He had this maroon leather jacket. It was his “fancy” winter coat, sort of shiny, sort of bomber-style and sort of hideous. He must have worn it when he picked me up from the airport because these days I cannot get off a plane in Newark (I travel a fair amount) without picturing him waiting for me right outside security, feet shoulder-width apart, hands behind his back (one holding a newspaper), slight look of amusement on his face, wearing that jacket.

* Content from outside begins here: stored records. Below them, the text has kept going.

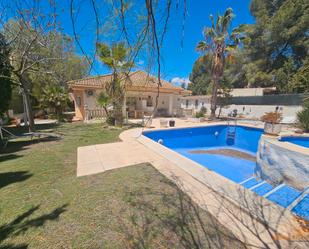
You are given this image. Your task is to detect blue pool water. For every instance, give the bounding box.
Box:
[144,125,263,182]
[280,137,309,148]
[143,125,309,220]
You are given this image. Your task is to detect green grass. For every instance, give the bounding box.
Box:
[0,124,242,249]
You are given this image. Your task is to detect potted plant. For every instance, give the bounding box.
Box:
[169,119,175,127]
[261,111,282,135]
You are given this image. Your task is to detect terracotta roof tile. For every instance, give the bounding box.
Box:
[68,70,185,92]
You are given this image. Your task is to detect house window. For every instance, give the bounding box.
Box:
[147,96,152,107]
[126,97,136,106]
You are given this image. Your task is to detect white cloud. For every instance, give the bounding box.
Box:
[171,77,190,87]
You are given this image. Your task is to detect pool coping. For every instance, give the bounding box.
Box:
[137,122,308,243]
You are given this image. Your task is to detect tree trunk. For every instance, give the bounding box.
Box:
[218,105,222,118]
[210,78,219,119]
[19,76,35,132]
[114,103,123,127]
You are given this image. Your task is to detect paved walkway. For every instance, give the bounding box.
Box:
[77,120,306,248]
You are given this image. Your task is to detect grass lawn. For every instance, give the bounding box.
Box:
[0,124,243,249]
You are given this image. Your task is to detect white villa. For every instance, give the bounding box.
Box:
[68,71,191,120]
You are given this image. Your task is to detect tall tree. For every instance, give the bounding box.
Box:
[244,0,309,92]
[188,54,212,95]
[0,33,12,116]
[4,19,56,131]
[196,8,239,118]
[97,42,134,126]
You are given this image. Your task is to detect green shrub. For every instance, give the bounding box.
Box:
[297,101,309,132]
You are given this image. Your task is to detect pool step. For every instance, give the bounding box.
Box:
[239,177,309,220]
[240,177,260,189]
[292,194,309,220]
[238,176,255,185]
[264,184,301,208]
[287,187,309,210]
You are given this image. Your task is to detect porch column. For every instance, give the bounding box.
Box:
[168,94,174,115]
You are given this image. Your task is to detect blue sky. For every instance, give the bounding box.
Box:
[59,0,254,84]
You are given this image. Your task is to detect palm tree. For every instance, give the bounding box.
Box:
[196,8,240,118]
[97,42,134,126]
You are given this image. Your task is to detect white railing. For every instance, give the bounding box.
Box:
[84,108,106,121]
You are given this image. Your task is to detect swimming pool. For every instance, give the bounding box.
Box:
[280,137,309,148]
[144,125,263,182]
[143,125,309,220]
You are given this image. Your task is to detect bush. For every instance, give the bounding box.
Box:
[106,113,115,125]
[297,101,309,132]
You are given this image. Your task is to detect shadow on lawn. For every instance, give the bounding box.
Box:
[0,154,22,163]
[0,171,32,188]
[119,180,246,249]
[0,204,68,249]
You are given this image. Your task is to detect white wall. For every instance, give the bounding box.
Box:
[181,99,302,119]
[83,90,100,109]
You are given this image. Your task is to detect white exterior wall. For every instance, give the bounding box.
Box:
[230,88,264,97]
[181,98,302,119]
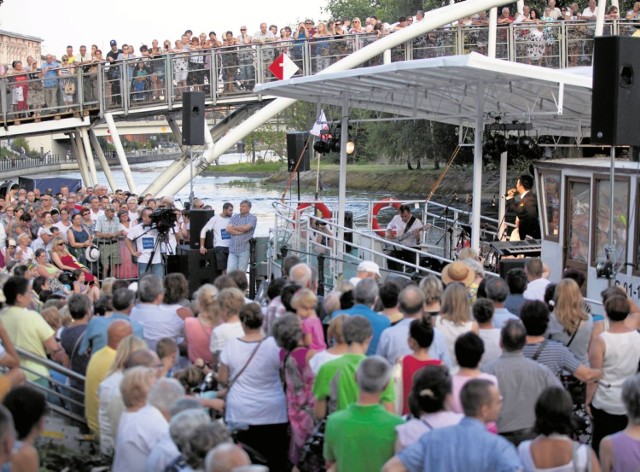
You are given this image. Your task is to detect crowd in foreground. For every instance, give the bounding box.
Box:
[0,228,640,472]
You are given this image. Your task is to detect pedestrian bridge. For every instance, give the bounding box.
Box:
[0,0,616,193]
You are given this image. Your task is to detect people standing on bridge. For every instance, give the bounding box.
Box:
[200,202,233,274]
[227,199,255,272]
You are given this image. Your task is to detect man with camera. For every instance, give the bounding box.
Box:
[126,207,164,279]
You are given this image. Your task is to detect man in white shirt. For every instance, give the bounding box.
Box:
[522,257,551,302]
[200,202,233,274]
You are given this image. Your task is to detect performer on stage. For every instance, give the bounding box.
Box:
[385,205,422,272]
[506,174,540,240]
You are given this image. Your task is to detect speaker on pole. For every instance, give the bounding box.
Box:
[591,36,640,146]
[287,131,311,172]
[189,210,216,249]
[182,92,204,146]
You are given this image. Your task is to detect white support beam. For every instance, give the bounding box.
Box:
[156,0,510,196]
[89,129,116,192]
[104,113,138,193]
[78,128,98,185]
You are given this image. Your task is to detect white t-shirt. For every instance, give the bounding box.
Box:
[209,321,244,353]
[127,225,162,264]
[220,337,287,425]
[113,405,169,472]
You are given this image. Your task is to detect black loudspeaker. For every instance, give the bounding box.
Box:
[189,210,216,249]
[182,92,204,146]
[178,244,219,297]
[591,36,640,146]
[287,131,311,172]
[498,257,527,279]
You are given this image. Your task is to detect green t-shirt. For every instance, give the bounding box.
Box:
[324,404,403,472]
[313,353,396,411]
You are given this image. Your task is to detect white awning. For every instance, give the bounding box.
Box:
[256,53,593,136]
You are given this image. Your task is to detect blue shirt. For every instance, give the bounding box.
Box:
[493,308,520,329]
[376,318,451,368]
[229,213,258,254]
[331,303,391,356]
[80,313,144,354]
[42,61,60,88]
[398,416,522,472]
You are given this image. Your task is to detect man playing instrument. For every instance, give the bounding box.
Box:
[385,205,422,272]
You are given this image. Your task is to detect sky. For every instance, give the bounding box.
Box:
[0,0,329,58]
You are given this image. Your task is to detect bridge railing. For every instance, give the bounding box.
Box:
[0,20,637,126]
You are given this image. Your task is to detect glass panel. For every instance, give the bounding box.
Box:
[541,173,560,241]
[567,181,591,263]
[593,179,629,269]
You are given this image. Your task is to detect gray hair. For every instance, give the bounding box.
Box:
[289,262,313,288]
[356,356,391,393]
[169,408,211,452]
[147,378,185,413]
[273,313,303,351]
[138,274,164,303]
[182,421,231,470]
[622,374,640,424]
[342,316,373,344]
[484,277,509,303]
[353,279,380,306]
[420,274,444,304]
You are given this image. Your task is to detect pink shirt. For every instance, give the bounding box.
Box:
[302,316,327,351]
[184,317,213,364]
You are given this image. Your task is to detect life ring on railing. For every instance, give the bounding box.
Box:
[293,202,331,228]
[371,197,401,238]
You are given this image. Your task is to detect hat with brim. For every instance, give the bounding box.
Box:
[442,261,476,287]
[84,246,100,262]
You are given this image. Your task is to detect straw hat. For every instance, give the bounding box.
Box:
[442,261,476,287]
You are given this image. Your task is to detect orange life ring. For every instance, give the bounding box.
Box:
[371,197,401,238]
[293,202,331,228]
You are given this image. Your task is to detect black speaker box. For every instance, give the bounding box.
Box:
[498,257,527,279]
[182,92,204,146]
[189,210,216,249]
[591,36,640,146]
[287,131,311,172]
[178,244,219,296]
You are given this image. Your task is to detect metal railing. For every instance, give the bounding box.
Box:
[0,20,637,126]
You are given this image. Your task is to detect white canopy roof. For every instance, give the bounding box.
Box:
[256,53,593,136]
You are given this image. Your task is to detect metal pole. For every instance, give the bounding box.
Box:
[104,113,138,193]
[471,80,484,251]
[80,128,98,185]
[89,129,116,191]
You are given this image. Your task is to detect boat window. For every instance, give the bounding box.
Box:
[591,177,629,272]
[538,172,560,241]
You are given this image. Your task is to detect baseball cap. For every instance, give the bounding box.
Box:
[358,261,380,277]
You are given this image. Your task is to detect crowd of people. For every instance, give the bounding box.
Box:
[0,187,640,471]
[5,0,640,117]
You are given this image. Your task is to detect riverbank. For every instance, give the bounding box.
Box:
[202,162,508,199]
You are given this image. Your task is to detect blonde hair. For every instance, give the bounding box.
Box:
[107,334,148,375]
[553,279,588,333]
[291,288,318,310]
[440,282,471,325]
[195,284,220,326]
[120,366,156,408]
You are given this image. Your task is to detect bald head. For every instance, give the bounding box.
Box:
[107,320,133,350]
[204,443,251,472]
[124,349,160,369]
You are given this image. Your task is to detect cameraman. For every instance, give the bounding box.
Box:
[126,207,164,279]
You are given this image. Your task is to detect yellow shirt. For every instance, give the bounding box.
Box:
[0,306,55,381]
[84,346,116,436]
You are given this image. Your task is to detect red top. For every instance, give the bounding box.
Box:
[402,354,442,415]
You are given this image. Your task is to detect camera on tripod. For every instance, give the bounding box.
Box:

More than two years have gone by since he died. That’s two Thanksgivings, two Christmases, two birthdays, two anniversaries, and two Father’s Days, and they just keep coming. It seems like everything has changed completely but nothing has changed at all. My mom and I have failed miserably to get rid of any of his possessions, clothing especially. I wear a pair of his sweatpants almost every night, I stole a few of his sweatshirts and my sister plans to make quilts out of all his t-shirts but none of us have been able to actually sit down and go through the piles. I still can’t go into his office on the bottom floor of our house, I still can’t open the closet with his clothes in it or look at the dresser with his wallets and watches and other doodads cluttered on top of it. I’m still angry at every medical professional involved in his case, I still wonder how this possibly could have happened, I still can’t let my memory wander into those last two months when he was so unbelievably sick. I still feel weird talking about it with anybody but I still constantly think about him and what he would do or say in every situation. I still feel like I might collapse from missing him so much but I still do it every minute of every day. I still dream about him never having gotten sick, about him getting better, about him in general. I still cannot begin to fathom how much pain my mom must be in.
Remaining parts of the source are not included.